Quarterly report pursuant to Section 13 or 15(d)

Subsequent Events

v3.22.2.2
Subsequent Events
9 Months Ended
Sep. 30, 2022
Subsequent Events [Abstract]  
Subsequent Events Subsequent Events
In October 2022, the Company’s Board of Directors approved the exchange of 12,977,484 options, with a weighted average exercise price of $3.24 for 9,582,252 RSUs due to the Option Exchange. The Company is currently assessing the accounting treatment and related impacts from the Option Exchange.
The Company sold 698,992 shares of Class A common stock to Yorkville under the SEPA discussed in Note 9 for gross proceeds of $2.3 million which settled on October 3, 2022.

On November 10, 2022, the Company entered into a subscription agreement (the “HGI Subscription Agreement”) with HCI Grove LLC (“HGI”), pursuant to which, among other things, the Company agreed to issue and sell, on November 15, 2022, to HGI 1,984,126 shares of the Company’s Class A common stock for aggregate proceeds of $2.5 million. Under the terms of the HGI Subscription Agreement, the Company is required to file a registration statement for the Subscribed Shares upon the Company becoming eligible to file a registration statement on Form S-3 and in any event prior to July 15, 2023 (the “Subscribed Shares Registration Statement”).
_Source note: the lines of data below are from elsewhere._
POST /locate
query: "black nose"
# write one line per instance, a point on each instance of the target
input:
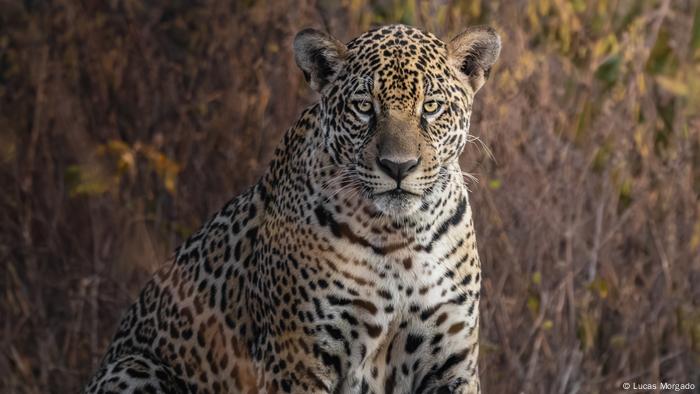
(398, 171)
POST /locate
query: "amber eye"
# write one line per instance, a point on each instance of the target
(431, 107)
(364, 107)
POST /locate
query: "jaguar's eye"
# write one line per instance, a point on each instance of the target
(364, 107)
(431, 107)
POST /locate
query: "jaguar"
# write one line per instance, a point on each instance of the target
(351, 265)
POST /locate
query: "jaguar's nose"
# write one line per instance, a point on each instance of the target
(398, 170)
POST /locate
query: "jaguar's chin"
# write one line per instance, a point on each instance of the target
(397, 203)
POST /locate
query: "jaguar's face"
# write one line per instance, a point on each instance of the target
(395, 108)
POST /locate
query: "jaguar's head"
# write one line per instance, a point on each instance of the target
(395, 107)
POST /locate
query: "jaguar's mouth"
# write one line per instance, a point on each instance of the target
(397, 202)
(397, 193)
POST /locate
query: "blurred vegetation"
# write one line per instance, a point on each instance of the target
(124, 124)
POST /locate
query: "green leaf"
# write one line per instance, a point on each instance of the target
(609, 70)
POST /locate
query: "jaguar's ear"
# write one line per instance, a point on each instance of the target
(319, 56)
(473, 52)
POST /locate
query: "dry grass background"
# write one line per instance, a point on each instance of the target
(124, 124)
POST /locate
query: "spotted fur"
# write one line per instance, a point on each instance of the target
(351, 266)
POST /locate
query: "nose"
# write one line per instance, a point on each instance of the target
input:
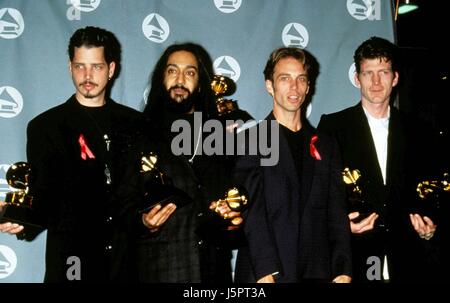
(88, 73)
(376, 78)
(180, 78)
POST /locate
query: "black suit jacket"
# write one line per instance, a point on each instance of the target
(408, 162)
(71, 198)
(299, 231)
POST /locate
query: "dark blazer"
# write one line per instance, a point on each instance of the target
(71, 197)
(299, 231)
(178, 253)
(407, 164)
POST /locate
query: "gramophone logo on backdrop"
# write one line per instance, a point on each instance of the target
(11, 23)
(227, 66)
(78, 6)
(364, 9)
(4, 186)
(85, 5)
(227, 6)
(351, 74)
(11, 102)
(8, 261)
(155, 28)
(296, 35)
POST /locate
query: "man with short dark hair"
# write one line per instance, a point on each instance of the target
(74, 150)
(392, 153)
(296, 226)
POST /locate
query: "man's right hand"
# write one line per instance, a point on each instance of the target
(363, 225)
(157, 216)
(8, 227)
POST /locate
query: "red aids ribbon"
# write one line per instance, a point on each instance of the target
(85, 151)
(313, 150)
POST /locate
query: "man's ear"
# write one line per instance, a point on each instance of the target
(269, 87)
(112, 68)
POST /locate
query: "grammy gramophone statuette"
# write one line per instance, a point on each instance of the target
(18, 202)
(235, 200)
(158, 186)
(354, 192)
(432, 193)
(223, 86)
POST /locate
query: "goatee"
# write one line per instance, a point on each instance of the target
(182, 107)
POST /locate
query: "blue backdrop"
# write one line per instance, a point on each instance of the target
(239, 34)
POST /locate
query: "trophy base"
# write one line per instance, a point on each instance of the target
(163, 196)
(17, 214)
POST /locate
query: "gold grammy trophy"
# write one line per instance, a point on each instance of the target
(158, 186)
(354, 193)
(432, 193)
(19, 203)
(224, 86)
(235, 199)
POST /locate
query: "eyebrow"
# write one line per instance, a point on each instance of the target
(176, 65)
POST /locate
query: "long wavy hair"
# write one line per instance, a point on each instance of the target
(154, 108)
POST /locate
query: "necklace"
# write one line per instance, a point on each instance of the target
(107, 140)
(191, 160)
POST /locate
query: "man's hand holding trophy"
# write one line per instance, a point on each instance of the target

The HGI Subscription Agreement also provides that the Company will issue additional shares of the Company’s Class A common stock to HGI in the event that the volume weighted average price of the Company’s Class A common stock is less than $1.26 during the three trading days commencing on the first trading day after (i) the Company files the Subscribed Shares Registration Statement (the “Registration Date”), (ii) the three-month anniversary of the Registration Date, (iii) the six-month anniversary of the Registration Date, or (iv) the nine-month anniversary of the Registration Date (“Measurement Periods” and each “Measurement Period”) upon HGI’s election to receive such additional shares (the “HGI Additional Shares”). HGI may use all or a portion of each Subscribed Share once to determine the amount of any issuance of Additional Shares in connection with the Measurement Periods such that HGI may utilize, for example, half of the Subscribed Shares to receive further Additional Shares, and leave the remaining half of the Subscribed Shares available to utilize in connection with the remaining Measurement Periods. HGI must elect to receive HGI Additional Shares for one Measurement Period, or the right lapses or is superseded by the next measurement period. The Company is currently assessing the accounting for the obligation to issue these potential additional shares, if any.
Concurrent with the HGI Subscription Agreement, the Company also entered into a consulting services agreement (the “Consulting Agreement”) with HCI Grove Management LLC (the “Consultant”). In consideration for the services under the Consulting Agreement, the Company (i) will pay the Consultant an upfront fee of $150,000 and (ii) issued the Consultant 4,525,000 warrants (the “HGI Warrant Shares”) to purchase shares of the Company’s Class A common stock (the “HGI Warrants”), at an exercise price per share of $1.26 (the “Exercise Price”). On November 10, 2022, 40% of the HGI Warrant Shares vested and became issuable, and the remaining HGI Warrant Shares shall vest and become exercisable if, prior to December 31, 2024, the Company achieves at least $100 million in quarterly net revenue on a consolidated basis or if the Company consummates a Change of Control, as defined in HGI Warrant. If, as a result of the Change of Control, the Company’s equity holders own less than 25% of the equity securities of the surviving entity in such Change of Control, the Exercise Price shall be increased by 50%. The Company is currently assessing the accounting for the obligation to issue these warrants to purchase shares of the Company’s class A common stock that have vested as of November 10, 2022 and those that may potentially vest at a future date, if any.